Several newspapers made calls for basic freedoms to be sacrificed in the name of fighting terrorism. The Daily Mail stated, “Make no mistake, Britain will almost certainly have to sacrifice some of our ancient legal rights if we wish to protect our citizens.”

The Sun, published by right-wing media mogul and Blair supporter Rupert Murdoch, went further. Its editorial declared, “Britain is crawling with suspected terrorists and those who give them succour. The Government must act without delay, round up this enemy in our midst and lock them in internment camps.

“Our safety must not play second fiddle to their supposed ‘rights.’

“Nor must those who preach foul sermons on our streets be allowed to do so any longer.

“Free speech is precious, but these wicked men mock our tolerance.”

Accompanying these calls to grant the state further repressive powers have been extraordinary efforts to deny any connection between the bombings and Britain’s support for the wars in Afghanistan and Iraq. This is despite the fact that the bombings have been almost universally attributed to Islamic terrorists, despite the lack to date of any clear evidence pointing to the identity of the authors of the atrocity.

Both politicians and the media continue to cite the claim of responsibility by the “Secret Organisation Group of Al Qaeda of Jihad Organisation in Europe.” This claim, by an unknown group, was posted on just one Islamic website, and its credibility has been disputed even by some officials. The posting declared that the attacks were directed against the “government of Britain in response to the massacres Britain committed in Iraq and Afghanistan.”

Yet Home Secretary Charles Clarke, after stating that the claim of responsibility on the Internet was a “serious one,” said in the next breath, “There is no evidence [it] had anything to do with the Iraq war.... That’s not about Iraq or any other particular foreign policy issue, it’s about a fundamentalist attack on the way we live our lives.”

The Times, another publication of Murdoch’s, also insisted, “There may be a few people inclined to make a link between the deaths in London and the intervention in Iraq. This is utterly flawed thinking.... London was attacked because extremists want to ignite a ‘holy war’ between themselves and democratic society.”

The one prominent political figure who made a connection between the bombings and the wars in Iraq and Afghanistan was George Galloway. Currently a member of Parliament for the Respect party, Galloway was previously expelled from the Labour Party for opposing the Iraq war. In Parliament, he said Londoners had “paid the price” for the US-led coalition’s actions in Afghanistan, Iraq and Guantanamo, which had inflamed hatred against the West in the Muslim world.

Galloway’s statement provoked a furious response. Armed Forces Minister Adam Ingram accused him of “dipping his poisonous tongue in a pool of blood.”

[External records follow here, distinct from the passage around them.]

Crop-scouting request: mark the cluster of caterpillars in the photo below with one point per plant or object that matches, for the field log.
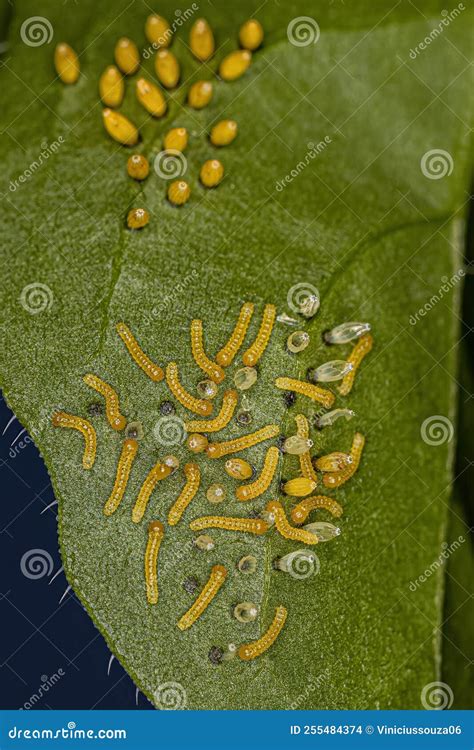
(335, 468)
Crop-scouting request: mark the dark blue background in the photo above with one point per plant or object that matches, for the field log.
(39, 635)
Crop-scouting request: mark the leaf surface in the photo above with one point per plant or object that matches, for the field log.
(358, 219)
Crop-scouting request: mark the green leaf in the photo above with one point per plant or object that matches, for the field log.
(359, 219)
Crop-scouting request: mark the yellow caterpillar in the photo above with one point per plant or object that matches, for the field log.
(155, 535)
(228, 352)
(216, 579)
(62, 419)
(264, 480)
(249, 651)
(229, 402)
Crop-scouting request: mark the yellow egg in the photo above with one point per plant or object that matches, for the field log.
(119, 127)
(151, 97)
(167, 68)
(212, 172)
(157, 30)
(138, 167)
(234, 65)
(224, 132)
(176, 139)
(179, 192)
(111, 87)
(251, 34)
(137, 218)
(126, 56)
(201, 40)
(66, 63)
(200, 94)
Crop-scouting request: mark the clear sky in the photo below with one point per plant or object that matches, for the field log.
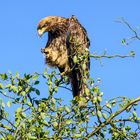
(20, 45)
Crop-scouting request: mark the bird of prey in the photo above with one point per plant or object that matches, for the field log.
(67, 49)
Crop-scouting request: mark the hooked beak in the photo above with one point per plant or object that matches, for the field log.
(40, 33)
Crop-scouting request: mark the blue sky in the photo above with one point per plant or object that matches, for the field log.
(20, 45)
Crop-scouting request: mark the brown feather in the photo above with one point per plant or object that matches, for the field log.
(67, 39)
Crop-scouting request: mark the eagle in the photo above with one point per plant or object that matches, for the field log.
(67, 49)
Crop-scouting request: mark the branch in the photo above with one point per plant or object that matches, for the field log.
(108, 121)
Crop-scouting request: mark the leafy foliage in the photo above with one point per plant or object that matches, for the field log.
(50, 118)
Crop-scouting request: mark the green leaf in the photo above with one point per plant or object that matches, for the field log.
(99, 114)
(55, 124)
(37, 92)
(1, 86)
(68, 122)
(67, 109)
(4, 76)
(108, 105)
(9, 104)
(99, 99)
(84, 66)
(36, 82)
(104, 116)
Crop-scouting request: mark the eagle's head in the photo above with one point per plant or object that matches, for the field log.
(49, 24)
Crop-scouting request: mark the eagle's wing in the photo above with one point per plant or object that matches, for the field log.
(77, 44)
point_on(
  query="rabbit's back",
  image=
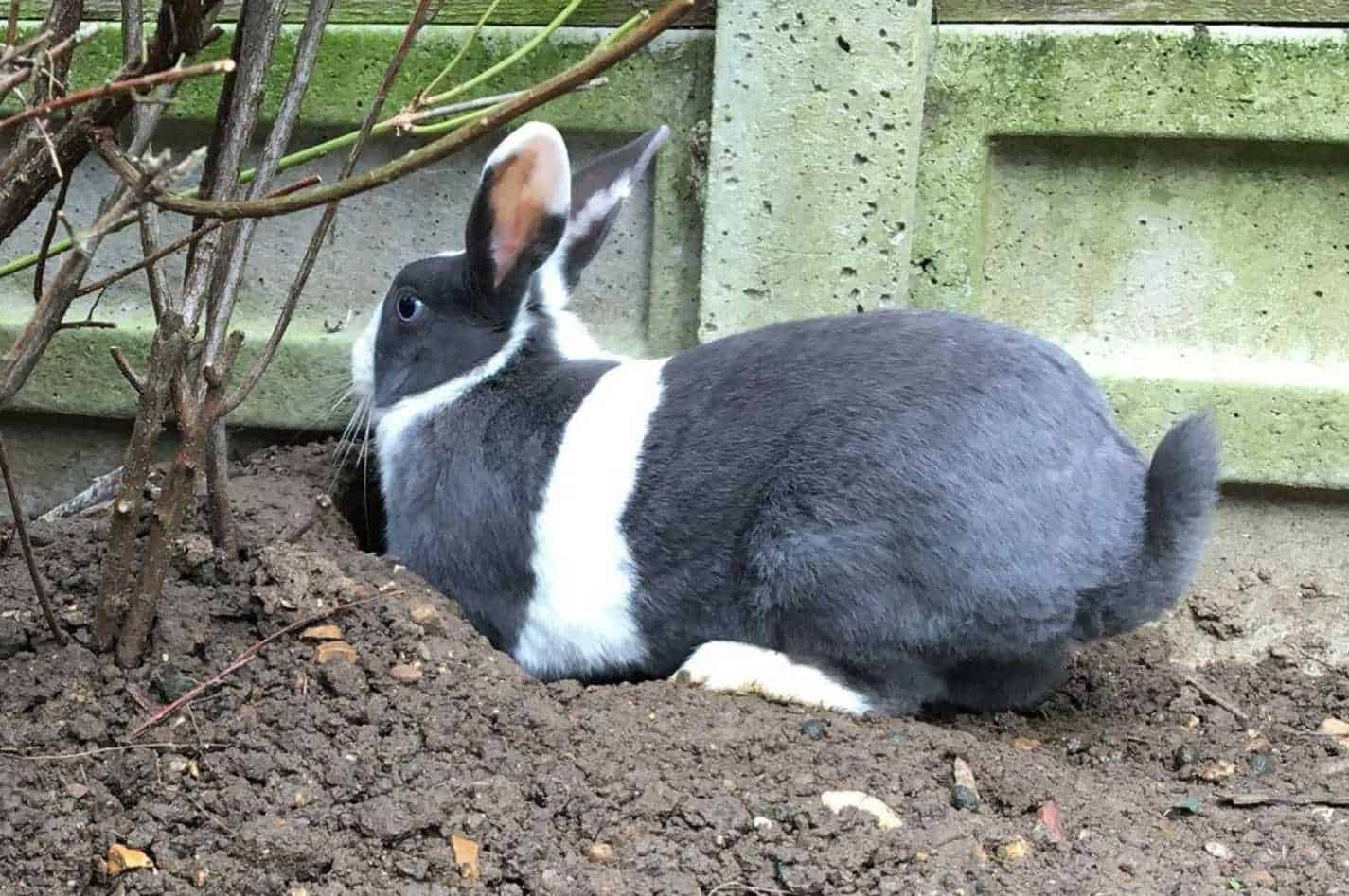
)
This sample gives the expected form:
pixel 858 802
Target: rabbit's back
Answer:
pixel 895 482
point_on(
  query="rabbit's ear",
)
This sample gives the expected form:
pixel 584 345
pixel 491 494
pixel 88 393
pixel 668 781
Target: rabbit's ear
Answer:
pixel 518 216
pixel 597 193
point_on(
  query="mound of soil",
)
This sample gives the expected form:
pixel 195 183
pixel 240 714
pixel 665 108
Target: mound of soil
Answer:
pixel 410 758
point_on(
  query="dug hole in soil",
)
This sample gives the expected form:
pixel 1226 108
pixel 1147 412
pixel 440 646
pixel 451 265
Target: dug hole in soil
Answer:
pixel 418 760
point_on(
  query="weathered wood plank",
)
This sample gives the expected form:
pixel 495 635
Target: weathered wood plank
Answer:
pixel 1146 11
pixel 593 12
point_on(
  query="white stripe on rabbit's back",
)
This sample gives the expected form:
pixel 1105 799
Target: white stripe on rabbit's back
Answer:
pixel 581 619
pixel 732 667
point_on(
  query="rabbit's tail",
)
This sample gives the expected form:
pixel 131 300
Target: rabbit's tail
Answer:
pixel 1182 488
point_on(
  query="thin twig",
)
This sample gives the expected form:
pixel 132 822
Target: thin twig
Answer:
pixel 524 50
pixel 1217 699
pixel 46 240
pixel 158 255
pixel 445 146
pixel 1251 800
pixel 11 31
pixel 100 750
pixel 326 221
pixel 127 371
pixel 27 69
pixel 86 325
pixel 22 527
pixel 140 82
pixel 244 658
pixel 453 63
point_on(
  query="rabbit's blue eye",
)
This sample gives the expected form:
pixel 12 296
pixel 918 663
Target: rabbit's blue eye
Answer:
pixel 409 307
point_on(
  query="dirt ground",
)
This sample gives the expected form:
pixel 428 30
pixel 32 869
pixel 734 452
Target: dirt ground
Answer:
pixel 383 768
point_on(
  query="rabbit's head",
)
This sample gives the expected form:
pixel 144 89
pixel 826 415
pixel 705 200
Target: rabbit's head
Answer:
pixel 460 315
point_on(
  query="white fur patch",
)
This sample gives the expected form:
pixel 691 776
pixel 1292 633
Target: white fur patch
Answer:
pixel 732 667
pixel 580 619
pixel 391 423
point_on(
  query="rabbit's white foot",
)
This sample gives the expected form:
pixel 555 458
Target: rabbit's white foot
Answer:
pixel 732 667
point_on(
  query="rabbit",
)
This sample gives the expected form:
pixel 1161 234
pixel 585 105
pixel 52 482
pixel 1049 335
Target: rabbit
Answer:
pixel 889 512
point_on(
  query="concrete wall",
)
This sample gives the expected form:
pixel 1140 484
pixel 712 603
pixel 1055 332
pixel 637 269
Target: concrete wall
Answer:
pixel 1165 201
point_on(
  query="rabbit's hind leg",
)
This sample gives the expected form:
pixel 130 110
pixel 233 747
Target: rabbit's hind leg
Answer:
pixel 734 667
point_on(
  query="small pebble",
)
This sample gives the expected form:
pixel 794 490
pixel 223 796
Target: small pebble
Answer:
pixel 964 798
pixel 600 853
pixel 1259 877
pixel 1013 851
pixel 405 673
pixel 1183 756
pixel 965 791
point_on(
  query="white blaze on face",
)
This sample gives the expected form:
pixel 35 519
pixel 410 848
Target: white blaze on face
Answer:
pixel 364 356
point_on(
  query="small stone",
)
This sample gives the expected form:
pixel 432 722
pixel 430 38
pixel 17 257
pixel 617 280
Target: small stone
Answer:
pixel 1013 851
pixel 600 853
pixel 329 651
pixel 1183 756
pixel 1259 877
pixel 964 798
pixel 428 617
pixel 405 673
pixel 1217 771
pixel 838 800
pixel 965 791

The Sun’s editorial described Galloway as a “disgusting slimeball.”

Christopher Hitchens, writing in the Daily Mirror, said Galloway was acting “as a megaphone for psychotic killers.”

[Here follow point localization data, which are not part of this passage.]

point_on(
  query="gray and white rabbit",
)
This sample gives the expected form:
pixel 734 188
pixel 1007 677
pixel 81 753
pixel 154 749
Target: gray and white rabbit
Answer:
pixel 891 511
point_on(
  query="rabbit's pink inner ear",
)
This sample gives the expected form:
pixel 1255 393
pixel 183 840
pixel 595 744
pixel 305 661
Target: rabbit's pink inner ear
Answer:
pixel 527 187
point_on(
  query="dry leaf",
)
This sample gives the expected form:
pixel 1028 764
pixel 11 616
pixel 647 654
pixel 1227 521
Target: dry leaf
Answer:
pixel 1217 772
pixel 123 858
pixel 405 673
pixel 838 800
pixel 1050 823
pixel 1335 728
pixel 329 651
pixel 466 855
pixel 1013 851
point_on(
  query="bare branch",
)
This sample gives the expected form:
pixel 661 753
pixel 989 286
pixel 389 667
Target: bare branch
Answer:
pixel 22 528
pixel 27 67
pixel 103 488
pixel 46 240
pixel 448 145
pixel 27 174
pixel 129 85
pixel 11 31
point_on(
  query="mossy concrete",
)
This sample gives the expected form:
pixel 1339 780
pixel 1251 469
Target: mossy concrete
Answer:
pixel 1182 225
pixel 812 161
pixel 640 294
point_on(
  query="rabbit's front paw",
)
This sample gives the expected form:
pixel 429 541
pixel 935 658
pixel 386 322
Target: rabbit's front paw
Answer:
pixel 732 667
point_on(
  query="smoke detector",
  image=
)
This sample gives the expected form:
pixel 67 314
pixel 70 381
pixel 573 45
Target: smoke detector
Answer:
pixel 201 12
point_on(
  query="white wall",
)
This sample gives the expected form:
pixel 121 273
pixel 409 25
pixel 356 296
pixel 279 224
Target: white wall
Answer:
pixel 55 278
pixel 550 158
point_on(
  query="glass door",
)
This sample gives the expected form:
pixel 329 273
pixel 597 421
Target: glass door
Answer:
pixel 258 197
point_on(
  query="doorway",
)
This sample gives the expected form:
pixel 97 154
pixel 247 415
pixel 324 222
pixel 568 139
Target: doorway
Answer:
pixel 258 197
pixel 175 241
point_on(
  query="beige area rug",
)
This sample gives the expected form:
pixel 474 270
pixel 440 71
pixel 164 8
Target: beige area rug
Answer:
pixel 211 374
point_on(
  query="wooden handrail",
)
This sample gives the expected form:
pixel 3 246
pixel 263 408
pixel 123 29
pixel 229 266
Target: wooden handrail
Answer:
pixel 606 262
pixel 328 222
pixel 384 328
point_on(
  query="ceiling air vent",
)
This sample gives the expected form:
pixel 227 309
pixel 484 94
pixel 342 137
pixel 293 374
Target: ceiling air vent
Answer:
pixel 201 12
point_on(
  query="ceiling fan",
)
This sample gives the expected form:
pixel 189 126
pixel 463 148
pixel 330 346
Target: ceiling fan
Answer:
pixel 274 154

The reason for such vitriol—and why a connection between terrorist bombs and Iraq and Afghanistan is denied—is clear. The government is keen to utilise the criminal actions of the terrorists to press forward its efforts to secure a share of Middle East oil reserves in alliance with Washington. It also believes that it can capitalise on the confusion created by the bombings to intimidate and silence its opponents.